Although futuristic and fantastic, the movie represents the struggles a civilization has to go through when the assets they rely on to survive become scarce.
Del Rio and Val Verde County have been facing repeated attempts to control its water.
A few months ago by creating a groundwater district, and more recently by a project aimed at pumping water out of Val Verde County and use it to recharge the Edwards Aquifer, in the San Antonio area.
Last week, local conservation group Protect San Felipe Creek raised awareness in social media pertaining a presentation made before the Edwards Aquifer Authority board on Aug. 13.
Representatives of Southwest Sustainable Water Supply Company LLC, and Wet Rock Groundwater Services, pitched their plan to increase the flow of the springs by taking water to the Edwards and also being able to supply the rapidly growing area, population and development of the Medina/Bexar County area.
Granted that Val Verde County is not “Waterworld” nor the needs of our local residents are so dire that people are fighting for survival, but once the news broke out, the response from the public was overwhelming.
Via social media comments, letters, and phone calls, the citizens of Del Rio and Val Verde County spoke out. The general consensus is the water of the San Felipe Springs is a precious asset nobody should be messing with.

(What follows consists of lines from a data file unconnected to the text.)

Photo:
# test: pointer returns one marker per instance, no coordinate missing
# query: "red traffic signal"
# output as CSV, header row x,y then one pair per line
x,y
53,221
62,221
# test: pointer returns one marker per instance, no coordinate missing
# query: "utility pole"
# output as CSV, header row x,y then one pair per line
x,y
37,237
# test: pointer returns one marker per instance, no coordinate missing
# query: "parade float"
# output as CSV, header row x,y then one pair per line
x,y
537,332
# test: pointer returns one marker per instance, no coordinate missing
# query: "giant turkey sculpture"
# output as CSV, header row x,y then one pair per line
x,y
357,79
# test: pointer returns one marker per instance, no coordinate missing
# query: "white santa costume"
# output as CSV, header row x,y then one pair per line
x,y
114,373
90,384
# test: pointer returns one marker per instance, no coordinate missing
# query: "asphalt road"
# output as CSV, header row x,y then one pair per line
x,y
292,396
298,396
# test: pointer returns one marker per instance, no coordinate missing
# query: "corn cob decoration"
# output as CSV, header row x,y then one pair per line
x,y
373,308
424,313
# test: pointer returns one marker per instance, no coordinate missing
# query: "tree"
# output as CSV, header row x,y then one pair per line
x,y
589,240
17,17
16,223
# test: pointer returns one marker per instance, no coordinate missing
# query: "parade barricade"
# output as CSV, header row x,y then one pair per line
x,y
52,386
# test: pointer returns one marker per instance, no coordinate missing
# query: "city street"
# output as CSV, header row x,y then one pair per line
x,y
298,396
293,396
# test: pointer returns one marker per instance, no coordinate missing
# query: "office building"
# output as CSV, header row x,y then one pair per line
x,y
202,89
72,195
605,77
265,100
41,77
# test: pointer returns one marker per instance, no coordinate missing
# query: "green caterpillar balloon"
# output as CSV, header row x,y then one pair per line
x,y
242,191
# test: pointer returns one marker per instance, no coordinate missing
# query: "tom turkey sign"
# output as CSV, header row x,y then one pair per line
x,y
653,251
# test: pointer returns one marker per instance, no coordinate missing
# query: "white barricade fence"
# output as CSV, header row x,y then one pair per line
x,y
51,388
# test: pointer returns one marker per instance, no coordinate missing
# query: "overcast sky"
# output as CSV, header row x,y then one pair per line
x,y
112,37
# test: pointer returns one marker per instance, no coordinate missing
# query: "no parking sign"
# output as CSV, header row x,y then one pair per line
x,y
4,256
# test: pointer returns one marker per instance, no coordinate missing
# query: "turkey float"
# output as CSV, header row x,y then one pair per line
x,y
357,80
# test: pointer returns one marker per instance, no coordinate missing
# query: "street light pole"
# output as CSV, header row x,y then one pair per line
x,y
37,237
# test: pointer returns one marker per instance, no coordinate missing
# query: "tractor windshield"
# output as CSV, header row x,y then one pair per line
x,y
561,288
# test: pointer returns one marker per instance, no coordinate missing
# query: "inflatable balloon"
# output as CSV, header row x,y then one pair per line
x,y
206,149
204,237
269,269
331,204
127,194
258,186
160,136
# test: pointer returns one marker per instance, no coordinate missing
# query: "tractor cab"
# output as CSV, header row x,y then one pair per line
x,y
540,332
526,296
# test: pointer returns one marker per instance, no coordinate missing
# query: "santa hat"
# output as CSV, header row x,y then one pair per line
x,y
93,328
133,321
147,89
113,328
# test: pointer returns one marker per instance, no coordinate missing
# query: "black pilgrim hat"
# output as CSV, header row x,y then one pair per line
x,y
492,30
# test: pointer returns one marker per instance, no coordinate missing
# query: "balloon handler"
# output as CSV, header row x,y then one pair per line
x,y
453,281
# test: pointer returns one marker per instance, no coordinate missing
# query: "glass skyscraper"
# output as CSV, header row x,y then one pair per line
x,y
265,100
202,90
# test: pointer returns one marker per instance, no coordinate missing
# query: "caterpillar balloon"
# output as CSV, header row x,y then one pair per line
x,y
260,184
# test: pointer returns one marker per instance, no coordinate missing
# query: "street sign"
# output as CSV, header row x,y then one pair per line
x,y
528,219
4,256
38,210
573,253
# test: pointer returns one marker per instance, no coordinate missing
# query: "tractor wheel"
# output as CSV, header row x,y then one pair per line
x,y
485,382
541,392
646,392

Water is life, and the life of Del Rio and its citizens is closely tied to the pristine waters of San Felipe Creek and the San Felipe Springs.
Located along the side of the Rio Grande River, the community of Del Rio is very unique among border towns because our water does not come from the river. The city of Del Rio pumps water from the San Felipe Springs.
The springs are the fourth largest in Texas, according to the Edwards Aquifer Authority.
The springs extend for over a mile along the San Felipe Creek on the grounds of the San Felipe Country Club and on several ranches to the north.
The history of Del Rio and the springs goes way back, as described in 1849 by Captain S.G. French. He noted the springs are the western-most of a whole series of outflows from the Edwards:
“… this spring is the source of the San Felipe; as it flows on, the volume of its water is increased by other large springs, on either side; until it becomes a creek, when it empties into the Rio Grande, eight miles below the crossing, some 30 feet wide and several feet deep. Near its junction with the Rio Grande, its banks are shaded with large groves of pecan, maple, elm, and mulberry trees…”
San Felipe Springs continues to supply water to the city of Del Rio and Laughlin Air Force Base. Although much of the area downstream from the springs is now urban, some water is still delivered via the irrigation canals and used for agriculture.
Swimming holes at Horseshoe Park and Lions Park are very popular cooling-off spots.
City of Del Rio and Val Verde County officials were not informed of the plan to pump water out to the San Antonio area by the advisors pitching the plan to the Edwards Aquifer Authority.
The springs and creek represent a landmark for the city of Del Rio, and the community has demonstrated it will be very protective when it comes down to its water.
Any decision to create a groundwater district or to sell water to a distant county should have the best interest and the well-being of the community first, and should be publicly discussed with local citizens.